Con le mani provo a tirar giù l'orlo della maglia, cercando di coprire più coscia possibile. Qualcosa riesco a fare, ma pare sempre non essere abbastanza. I suoi occhi inoltre non si fanno sfuggire nulla, sono predatori, soprattutto quando si tratta di corpi femminili – però con me potrebbe non valere questa sua dote, in fin dei conti sono solo la sorella minore del suo migliore amico; anche se, ad essere sincere, un po' mi farebbe piacere sapere che ha guardato anche me in quel modo.
«Che c'è di così divertente?» gli domando, avvertendo con estrema chiarezza le guance scaldarsi.
Lui scuote la testa, poi mi fa cenno di raggiungerlo: «Sembri un pulcino spaesato, tutto qui» confessa, allungando una tazza di caffè nella mia direzione. Grazie al cielo tra di noi si frappone l'isola della cucina, unico scudo tra la mia pelle eccessivamente nuda e le sue possibili provocazioni.

Bevo.

«Charlie?» domando, sentendo l'urgenza di mettere insieme i pezzi del puzzle che è diventata la serata appena trascorsa.
Seth fa altrettanto, poi butta la cenere nel lavandino e fa un altro tiro dal filtro: «Si è assicurato che stessi bene, mi ha aiutato a portarti sul divano e poi si è rassegnato all'idea che fossi troppo stravolta per essere riportata a casa».

Ah...

«Quindi mi sono addormentata?»
«Brutalmente. Sul divano. Ho faticato non poco a portarti di là e sfilarti felpa e jeans» mi lancia un'occhiata scherzosa e il desiderio di seppellirmi sotto strati e strati di terra si fa concreto. Non posso credere che il ragazzo di cui sono cotta mi abbia dovuta spogliare mentre russavo come un facocero.
Avrei potuto sopportare il fatto di avergli vomitato nel bagno, ma con questo credo di aver raggiunto un picco impossibile da ignorare.

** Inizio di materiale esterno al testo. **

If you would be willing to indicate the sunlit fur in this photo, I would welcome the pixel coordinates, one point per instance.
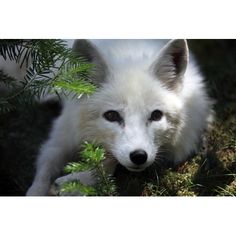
(140, 78)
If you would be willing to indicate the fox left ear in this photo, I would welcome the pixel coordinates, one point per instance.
(171, 63)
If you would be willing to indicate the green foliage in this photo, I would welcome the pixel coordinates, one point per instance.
(51, 67)
(92, 158)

Morgenstern sorseggia ancora il suo caffè nero, poi inizia a farsi vicino, pericolosamente: «Sai Jay, stamattina stavo facendo una considerazione alquanto singolare» d'improvviso le sue parole catturano tutta la mia attenzione e l'imbarazzo si attenua appena, dandomi modo di riacquistare una sorta di compostezza. Afferro con entrambe le mani la tazza, sporgendomi nella sua direzione per udire meglio: «Sei rimasta a casa mia per tutta la notte, alticcia e sola, eppure non sei ancora riuscita a perdere la verginità. Mi spieghi come sia possibile?» il suo sorriso prende una piega tutt'altro che amichevole, così maliziosa da farmi incastrare il cuore in gola.

No, non può averlo detto sul serio. Non può aver citato un argomento del genere. E poi lui come fa a sapere certe cose?

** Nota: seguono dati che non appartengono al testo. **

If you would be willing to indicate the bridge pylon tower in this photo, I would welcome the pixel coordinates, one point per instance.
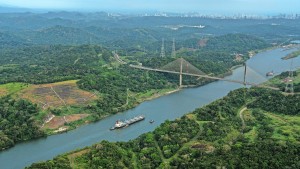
(289, 86)
(162, 51)
(180, 74)
(173, 49)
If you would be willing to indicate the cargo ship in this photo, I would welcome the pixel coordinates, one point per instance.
(270, 73)
(121, 124)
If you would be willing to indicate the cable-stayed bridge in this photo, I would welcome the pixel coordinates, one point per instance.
(183, 67)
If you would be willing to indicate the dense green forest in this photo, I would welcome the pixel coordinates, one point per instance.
(232, 132)
(46, 64)
(17, 122)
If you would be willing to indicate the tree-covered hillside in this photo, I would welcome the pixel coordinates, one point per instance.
(228, 133)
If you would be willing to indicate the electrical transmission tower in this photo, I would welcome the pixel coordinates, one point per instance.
(289, 87)
(173, 49)
(162, 52)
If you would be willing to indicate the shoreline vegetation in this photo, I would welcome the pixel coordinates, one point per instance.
(198, 138)
(99, 73)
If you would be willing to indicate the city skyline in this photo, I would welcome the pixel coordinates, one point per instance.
(204, 6)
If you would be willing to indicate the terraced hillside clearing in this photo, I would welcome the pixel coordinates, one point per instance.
(59, 121)
(57, 94)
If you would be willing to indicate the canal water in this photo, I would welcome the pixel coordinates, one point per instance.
(167, 107)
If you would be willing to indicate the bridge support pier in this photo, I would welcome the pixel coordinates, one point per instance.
(180, 74)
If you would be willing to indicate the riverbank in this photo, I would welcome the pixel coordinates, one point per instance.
(292, 55)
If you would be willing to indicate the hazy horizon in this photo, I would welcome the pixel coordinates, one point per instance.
(177, 6)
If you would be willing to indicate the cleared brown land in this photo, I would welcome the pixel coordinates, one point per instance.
(57, 94)
(60, 121)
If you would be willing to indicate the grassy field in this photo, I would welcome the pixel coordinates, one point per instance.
(285, 127)
(57, 94)
(279, 81)
(12, 88)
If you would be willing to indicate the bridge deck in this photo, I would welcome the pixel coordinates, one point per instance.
(204, 76)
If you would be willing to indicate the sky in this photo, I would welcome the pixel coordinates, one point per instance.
(205, 6)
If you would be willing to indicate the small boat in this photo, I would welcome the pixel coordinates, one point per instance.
(121, 124)
(270, 73)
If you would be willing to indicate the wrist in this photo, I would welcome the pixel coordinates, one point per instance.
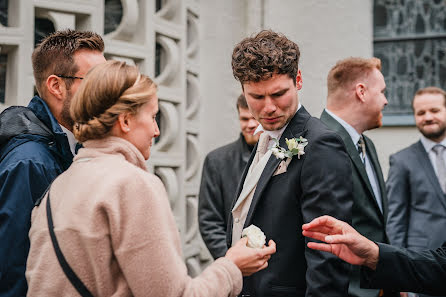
(373, 256)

Salto in piedi, rossa come un pomodoro in viso. Sono incapace di proferire qualsiasi tipo di parola, completamente sopraffatta dall'agitazione, così faccio quello che mi sembra più opportuno fare: scappare da lui.
Senza esitazione mi lancio verso la porta, la spalanco senza esitazione e me la richiudo alle spalle con un tonfo.

E lui dovrebbe essere uno dei miei migliori amici? Mio fratello si è davvero fidato a lasciarmi nelle mani di un sadico del genere? Non posso crederci!
Faccio per incamminarmi verso le scale e tornarmene a casa, quando Mrs. McFinnel, la vicina di Seth, mi riprende schiarendosi la gola. Sbatto le palpebre, incapace di capire per quale ragione mi stia fermando; dopotutto sa da sé che se c'è qualcosa di cui lamentarsi lo deve fare con Benton, l'unico di noi che le dà retta.
«Ragazzina, i pantaloni non vanno più di moda?» mi chiede, sistemandosi gli occhiali sul naso mentre mi anticipa nell'abbassare lo sguardo sulle gambe. La vergogna pare volermi prendere alla gola, mentre lacrime di disperazione iniziano a riempirmi gli occhi.

Perché a me?

Rientro in casa di Seth ancor prima di capire quale sia la mossa giusta da fare. Ovunque mi giri mi ritrovo persa in un mare di passi falsi.

Morgenstern mi guarda dal divano, ancora più divertito di prima. Se la ride come di fronte alla commedia più divertente della tv e io vorrei non essermi mai svegliata, stamattina.

ps. quelli che avrebbero dovuto essere 28 capitoli si trasformeranno in una trentina, sappiatelo. Purtroppo mi son resa conto che alcune parti erano davvero troppo lunghe per essere gestite in un unico aggiornamento (come da principio), quindi le vedrete separate, ma sempre con un senso logico.